Les observations du débiteur sont faites dans un délai fixé par décret en Conseil d'Etat. Le débiteur qui ne formule pas d'observations dans ce délai ne peut émettre aucune contestation ultérieure sur la proposition du mandataire judiciaire. »
L'article R. 624-1 du même code précise : « le délai prévu par le deuxième alinéa de l'article L. 624-1 est de trente jours. Il court à compter de la date à laquelle le débiteur a été mis en mesure, par le mandataire judiciaire, de formuler ses observations. Lorsque le débiteur ne participe pas à la vérification des créances, le délai court à compter de la réception de la lettre recommandée avec demande d'avis de réception qui lui est adressée par le mandataire judiciaire. Cette lettre comporte les propositions d'admission, de rejet ou de renvoi mentionnées au premier alinéa de l'article L. 624-1.
Il appartient au mandataire judiciaire de justifier de la date à laquelle il a sollicité les observations du débiteur. »
L'article L. 631-8 de ce code, rendu applicable par l'article L. 641-1 IV, énonce que « le tribunal fixe la date de cessation des paiements après avoir sollicité les observations du débiteur. A défaut de détermination de cette date, la cessation des paiements est réputée être intervenue à la date du jugement d'ouverture de la procédure. Elle peut être reportée une ou plusieurs fois, sans pouvoir être antérieure de plus de dix-huit mois à la date du jugement d'ouverture de la procédure. »
- Sur la contestation de la proposition du mandataire
Si les appelants opposent aux demandes adverses leur irrecevabilité, ils ne se fondent sur aucun moyen ; cette prétention sera donc rejetée.
Au fond, le mandataire judiciaire justifie avoir adressé à la société Rouléco une lettre recommandée avec avis de réception reçue le 9 juillet 2024 dont l'avis est libellé « verif passif » contenant selon le courrier d'accompagnement seul produit la « liste provisoire des créances déclarées », la « copie partielle de ces déclarations de créances » et diverses annexes.
Il ressort de ce qui précède que le mandataire justifie avoir adressé à la société Rouléco la liste provisoire des créances déclarées et qu'il démontre suffisamment avoir sollicité les observations de la débitrice sur les créances déclarées à la date de l'envoi.
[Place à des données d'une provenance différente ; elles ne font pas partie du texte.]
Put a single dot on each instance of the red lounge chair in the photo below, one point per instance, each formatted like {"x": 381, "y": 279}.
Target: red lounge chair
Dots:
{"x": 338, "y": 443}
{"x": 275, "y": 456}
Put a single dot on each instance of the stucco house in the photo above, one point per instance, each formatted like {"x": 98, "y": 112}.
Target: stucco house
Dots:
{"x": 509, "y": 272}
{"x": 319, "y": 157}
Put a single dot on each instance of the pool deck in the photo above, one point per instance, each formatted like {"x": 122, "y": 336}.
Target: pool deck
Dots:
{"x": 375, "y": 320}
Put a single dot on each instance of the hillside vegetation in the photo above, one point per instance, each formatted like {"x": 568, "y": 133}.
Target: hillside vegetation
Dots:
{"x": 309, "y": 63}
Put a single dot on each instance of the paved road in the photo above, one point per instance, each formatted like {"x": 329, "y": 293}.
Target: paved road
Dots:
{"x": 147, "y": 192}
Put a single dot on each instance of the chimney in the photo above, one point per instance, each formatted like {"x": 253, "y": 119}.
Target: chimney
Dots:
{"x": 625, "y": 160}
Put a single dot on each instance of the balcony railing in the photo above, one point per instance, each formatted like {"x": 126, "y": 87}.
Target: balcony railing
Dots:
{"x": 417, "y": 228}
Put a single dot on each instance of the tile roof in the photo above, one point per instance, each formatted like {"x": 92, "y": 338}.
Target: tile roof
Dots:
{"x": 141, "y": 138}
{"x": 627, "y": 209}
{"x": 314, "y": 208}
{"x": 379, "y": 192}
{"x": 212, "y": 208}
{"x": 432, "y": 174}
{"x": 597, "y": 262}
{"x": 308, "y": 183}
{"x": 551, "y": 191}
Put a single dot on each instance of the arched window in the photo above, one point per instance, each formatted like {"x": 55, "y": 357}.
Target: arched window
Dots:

En effet, la preuve de la liste jointe ne peut être autrement rapportée que par l'avis de réception du courrier afférent à la vérification des créances, et la preuve du contenu de la lettre, s'il est contesté, incombe à celui qui s'en prévaut.
Il s'en déduit que, faute d'observations dans la procédure de vérification des créances, la débitrice n'est pas recevable à contester les créances déclarées.
- Sur le passif exigible
L'organisme Malakoff Humanis a déclaré une créance non contestée de 18 890,94 euros d'impayés de cotisations du 2ème trimestre 2020 au 4ème trimestre 2021. Le relevé de compte de la société Rouléco laissant voir, quand les cotisations sont réglées, leur prélèvement à échéance échue chaque trimestre, cet arriéré était nécessairement exigible au 31 mai 2022.